Every Wednesday at 10:30 a.m., the museum holds a storytelling and crafts hour, at no charge, for pre-school children and their parents.
The stories are read by museum and library staff including Librarian Heather Maez, Museum Technician Rico Gonzales, Museum Specialist Andrea Chavez, photographer and oral history transcriber B.G. Burr and Shetter.
The craft period offers a hands-on experience of the story theme.
Last week, the children and their guardians sat around as B. G. Burr, sat in front of the fireplace, as he read Anne F. Rockwell’s book, “Thanksgiving Day.”
Lively interaction with the children was initiated by Burr as he pointed to the pictures in the book and asked them questions.
The late James Fernandez and museum volunteer, Carol Rechkemmer started the program two summers ago to draw children and their parents into the museum.
“This program draws them in to photography, painting, history, so it exposes them to some cultural aspects of the community at an early age,” Shetter said, “as well as building their listening and reading skills, and social skills communicating with other children.”
Breanna Dominguez is a very shy 3-year-old, her mother Haydee Dominguez said, but coming to the storytelling hour has helped her open up and play with the other children.
As Breanna becomes involved in the story, her shy demeanor begins to dissolve. She boldly inspects 4-year-old Luis Chavez, who is also shy, but has become animated as he is swept up in the story.
He enthusiastically answers questions posed by the storyteller.
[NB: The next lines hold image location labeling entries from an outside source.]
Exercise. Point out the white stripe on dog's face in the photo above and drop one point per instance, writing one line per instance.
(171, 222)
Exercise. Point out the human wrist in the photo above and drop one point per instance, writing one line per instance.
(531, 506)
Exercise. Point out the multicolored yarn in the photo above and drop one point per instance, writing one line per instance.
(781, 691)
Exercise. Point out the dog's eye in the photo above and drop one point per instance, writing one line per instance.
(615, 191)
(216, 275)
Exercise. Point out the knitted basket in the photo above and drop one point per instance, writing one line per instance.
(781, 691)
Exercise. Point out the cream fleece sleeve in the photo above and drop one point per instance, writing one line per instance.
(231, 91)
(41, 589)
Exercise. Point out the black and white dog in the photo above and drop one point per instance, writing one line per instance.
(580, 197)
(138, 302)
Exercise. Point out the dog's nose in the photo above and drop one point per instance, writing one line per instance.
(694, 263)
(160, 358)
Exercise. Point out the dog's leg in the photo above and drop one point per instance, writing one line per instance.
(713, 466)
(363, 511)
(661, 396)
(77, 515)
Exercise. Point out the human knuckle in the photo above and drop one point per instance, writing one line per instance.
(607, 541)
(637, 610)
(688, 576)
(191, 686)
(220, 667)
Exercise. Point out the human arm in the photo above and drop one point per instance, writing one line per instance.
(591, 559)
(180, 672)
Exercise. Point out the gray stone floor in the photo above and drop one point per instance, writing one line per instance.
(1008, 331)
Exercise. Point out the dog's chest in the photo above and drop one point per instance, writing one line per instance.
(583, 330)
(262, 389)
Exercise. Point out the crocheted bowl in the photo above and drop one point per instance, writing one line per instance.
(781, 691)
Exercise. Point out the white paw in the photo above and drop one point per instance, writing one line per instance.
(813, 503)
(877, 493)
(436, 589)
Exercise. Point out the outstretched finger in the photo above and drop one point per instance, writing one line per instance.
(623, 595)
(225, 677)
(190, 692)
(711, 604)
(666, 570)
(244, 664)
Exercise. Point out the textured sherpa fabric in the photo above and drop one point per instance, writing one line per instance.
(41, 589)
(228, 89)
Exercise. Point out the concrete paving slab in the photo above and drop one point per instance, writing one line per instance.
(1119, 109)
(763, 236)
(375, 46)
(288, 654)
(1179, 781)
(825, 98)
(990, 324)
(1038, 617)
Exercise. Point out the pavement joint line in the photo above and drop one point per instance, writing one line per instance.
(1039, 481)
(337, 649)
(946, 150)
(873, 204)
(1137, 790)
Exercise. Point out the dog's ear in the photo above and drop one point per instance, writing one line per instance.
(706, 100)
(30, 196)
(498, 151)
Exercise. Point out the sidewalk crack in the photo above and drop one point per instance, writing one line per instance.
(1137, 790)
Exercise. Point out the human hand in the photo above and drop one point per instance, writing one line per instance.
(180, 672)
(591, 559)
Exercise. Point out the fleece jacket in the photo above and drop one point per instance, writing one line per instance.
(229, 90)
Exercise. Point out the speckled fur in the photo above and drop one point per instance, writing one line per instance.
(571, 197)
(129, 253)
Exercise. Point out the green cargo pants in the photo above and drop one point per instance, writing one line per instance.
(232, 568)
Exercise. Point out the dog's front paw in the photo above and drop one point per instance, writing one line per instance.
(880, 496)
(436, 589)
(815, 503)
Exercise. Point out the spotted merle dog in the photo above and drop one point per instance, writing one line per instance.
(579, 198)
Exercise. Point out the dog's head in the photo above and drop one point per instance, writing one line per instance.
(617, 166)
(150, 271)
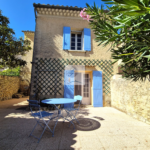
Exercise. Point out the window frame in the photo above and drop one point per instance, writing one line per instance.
(76, 33)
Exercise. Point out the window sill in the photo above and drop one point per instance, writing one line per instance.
(81, 51)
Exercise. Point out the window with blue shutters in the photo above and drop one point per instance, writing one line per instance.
(76, 40)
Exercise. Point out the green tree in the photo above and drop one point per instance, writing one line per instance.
(125, 26)
(10, 47)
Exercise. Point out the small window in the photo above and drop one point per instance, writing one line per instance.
(76, 41)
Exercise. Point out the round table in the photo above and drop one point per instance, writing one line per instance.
(55, 101)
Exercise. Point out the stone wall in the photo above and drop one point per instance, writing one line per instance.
(8, 86)
(132, 98)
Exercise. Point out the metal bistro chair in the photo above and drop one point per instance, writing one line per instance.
(39, 117)
(70, 111)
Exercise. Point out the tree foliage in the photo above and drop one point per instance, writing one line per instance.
(126, 29)
(10, 47)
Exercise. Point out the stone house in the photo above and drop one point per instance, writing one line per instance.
(65, 52)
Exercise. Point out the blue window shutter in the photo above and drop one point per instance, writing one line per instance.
(97, 89)
(66, 38)
(69, 86)
(87, 39)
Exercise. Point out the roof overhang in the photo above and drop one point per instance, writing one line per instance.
(57, 10)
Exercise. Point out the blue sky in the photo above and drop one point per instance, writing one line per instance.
(21, 12)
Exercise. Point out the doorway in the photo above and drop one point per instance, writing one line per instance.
(82, 86)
“It’s good for socializing, it’s good for their skills,” said Vicky Ulibarri, grandmother of 3-year-old Anagrace Garcia. “At first, I was thinking, ‘Gee, this is really tough,’ because I was doing all the work. Then, after a while, she started picking up the scissors, the crayons and pencils, the glue. It was a gradual thing, but she learned to get involved with the project, too.”
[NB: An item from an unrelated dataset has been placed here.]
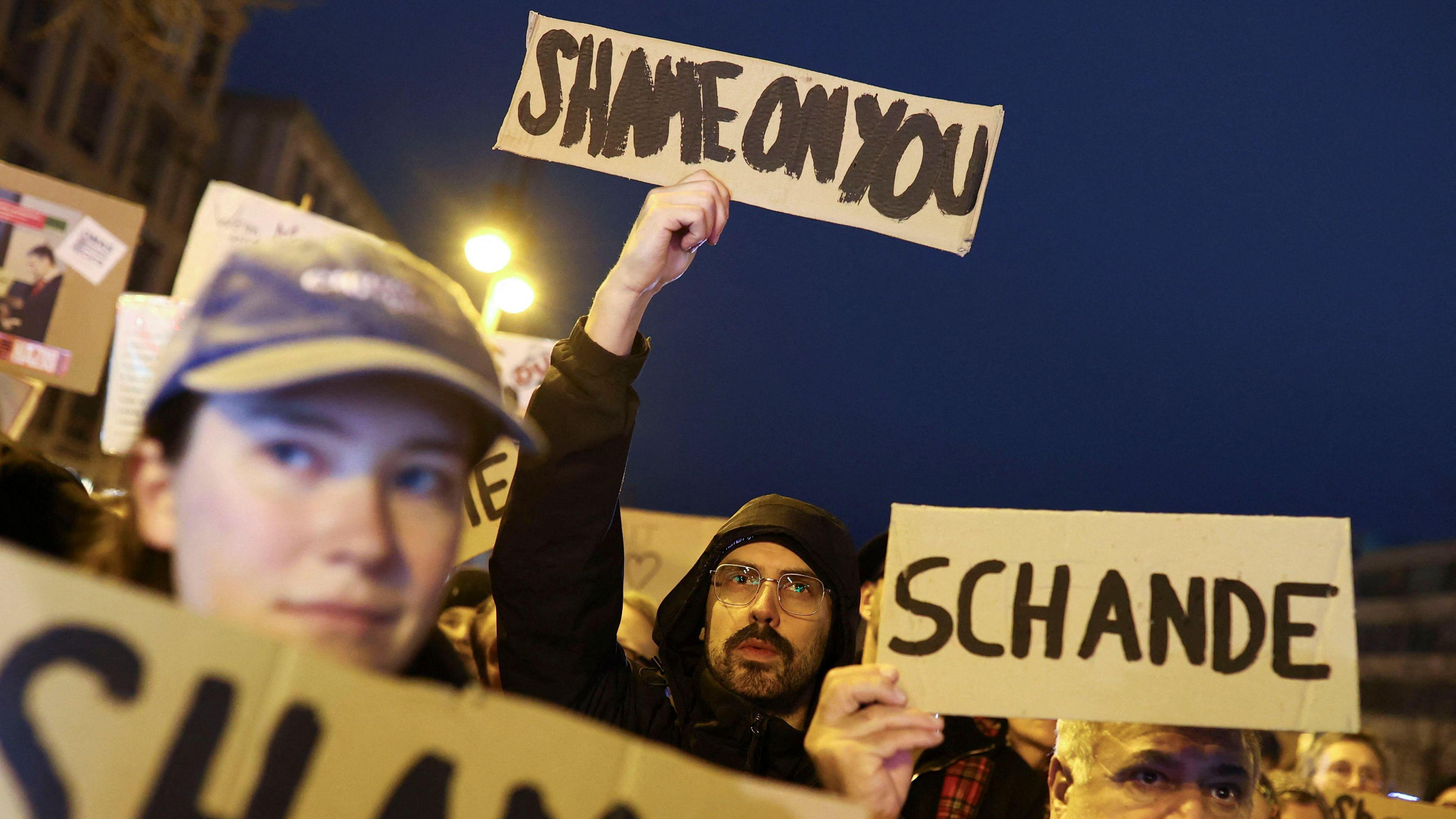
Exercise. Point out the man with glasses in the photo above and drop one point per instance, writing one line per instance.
(747, 636)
For young children who don’t have social skills outside their families, breaking into the unknown can be challenging enough, let alone learning new skills. But the story time program offers the opportunity for parents to prepare their child before they will start school.
“It’s a great program,” Dominguez said. “We love it.”
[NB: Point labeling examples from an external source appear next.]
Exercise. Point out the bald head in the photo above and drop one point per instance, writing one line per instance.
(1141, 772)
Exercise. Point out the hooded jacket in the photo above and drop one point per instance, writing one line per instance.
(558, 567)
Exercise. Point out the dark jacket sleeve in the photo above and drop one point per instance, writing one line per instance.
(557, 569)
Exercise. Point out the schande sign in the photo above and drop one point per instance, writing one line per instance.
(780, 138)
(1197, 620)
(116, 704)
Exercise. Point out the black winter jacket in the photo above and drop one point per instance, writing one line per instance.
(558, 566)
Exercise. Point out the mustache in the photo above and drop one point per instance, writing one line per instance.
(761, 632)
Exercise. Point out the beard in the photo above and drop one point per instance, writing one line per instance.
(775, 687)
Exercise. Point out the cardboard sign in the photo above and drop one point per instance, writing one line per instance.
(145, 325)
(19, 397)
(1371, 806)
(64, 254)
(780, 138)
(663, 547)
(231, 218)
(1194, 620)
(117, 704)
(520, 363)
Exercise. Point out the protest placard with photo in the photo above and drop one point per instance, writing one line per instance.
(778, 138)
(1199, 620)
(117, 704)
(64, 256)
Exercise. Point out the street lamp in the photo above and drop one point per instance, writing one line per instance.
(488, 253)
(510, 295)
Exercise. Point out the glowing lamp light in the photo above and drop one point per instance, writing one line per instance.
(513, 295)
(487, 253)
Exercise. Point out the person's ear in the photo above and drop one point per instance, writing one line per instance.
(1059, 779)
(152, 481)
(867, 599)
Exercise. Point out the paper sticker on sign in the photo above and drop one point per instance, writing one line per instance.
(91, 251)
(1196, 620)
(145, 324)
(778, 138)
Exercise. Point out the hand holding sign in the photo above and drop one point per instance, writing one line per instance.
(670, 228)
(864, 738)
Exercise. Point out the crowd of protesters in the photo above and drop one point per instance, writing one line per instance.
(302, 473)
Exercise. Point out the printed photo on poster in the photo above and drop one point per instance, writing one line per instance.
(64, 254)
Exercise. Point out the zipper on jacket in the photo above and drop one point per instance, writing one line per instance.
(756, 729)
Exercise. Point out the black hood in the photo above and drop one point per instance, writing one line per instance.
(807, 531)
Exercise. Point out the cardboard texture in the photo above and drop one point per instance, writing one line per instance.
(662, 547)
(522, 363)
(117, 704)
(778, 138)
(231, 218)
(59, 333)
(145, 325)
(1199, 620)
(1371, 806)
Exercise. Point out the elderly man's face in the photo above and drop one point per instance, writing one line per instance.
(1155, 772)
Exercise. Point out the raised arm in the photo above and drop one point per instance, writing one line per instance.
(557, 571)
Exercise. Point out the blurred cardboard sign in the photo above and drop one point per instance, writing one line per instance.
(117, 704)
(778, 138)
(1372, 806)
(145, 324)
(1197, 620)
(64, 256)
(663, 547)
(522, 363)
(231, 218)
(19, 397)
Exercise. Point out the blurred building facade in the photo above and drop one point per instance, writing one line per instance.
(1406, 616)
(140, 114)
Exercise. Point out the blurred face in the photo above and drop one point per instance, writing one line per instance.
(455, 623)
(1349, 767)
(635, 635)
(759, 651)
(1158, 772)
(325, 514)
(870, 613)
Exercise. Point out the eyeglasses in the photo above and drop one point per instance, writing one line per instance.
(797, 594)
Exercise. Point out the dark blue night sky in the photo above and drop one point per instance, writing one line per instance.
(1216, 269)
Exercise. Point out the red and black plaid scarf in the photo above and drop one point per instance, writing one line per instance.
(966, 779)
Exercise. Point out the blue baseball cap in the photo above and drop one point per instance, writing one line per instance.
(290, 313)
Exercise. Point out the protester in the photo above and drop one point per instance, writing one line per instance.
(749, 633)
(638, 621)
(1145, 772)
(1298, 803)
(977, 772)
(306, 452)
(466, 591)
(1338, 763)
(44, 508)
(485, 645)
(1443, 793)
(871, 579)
The crafts help them practice their hand and eye coordination and make abstract principles into tangible forms.
“It gives the parents an outlet, too,” said Shetter. “It’s social interaction for the parents and grandparents.”
The program really has an impact on the children, and it’s one more way of fulfilling the village’s mission to make the community better for everyone, Shetter said.
“You want the kids raised here to stay here,” Shetter said. “A perfect example is Rico and Heather. They were both raised here in Valencia County, and now they’re giving back to the community because they’ve had a positive imprint.”
Maez has a bachelor’s degree in theater, and Gonzales has a bachelor’s in philosophy.
“I tell stories, too,” said Gonzales. “I worked as an educator for APS (Albuquerque Public Schools) for two years, mostly in elementary schools in the South Valley, and also Highlands High School. I worked in the library.
“As far as reading, culture and giving back to our community, I feel that philosophy really widened my perspective on universality and culture.”
Gonzales has done extensive research on many of the families and cultural traditions that make up the community.
The stories are always very age-appropriate and short, and the staff always get the children involved, said Ulibarri.
“One of Anagrace’s favorite was a story about a spider’s wedding,” Ulibarri said. “She enjoyed it so much, she wanted me to go to the library and check it out.”
“And Breanna’s favorite was the one about the pirates,” Dominguez said. “So much that she had to dress up for Halloween as a pirate, and she got a book, movies — you name it. She was so into it.”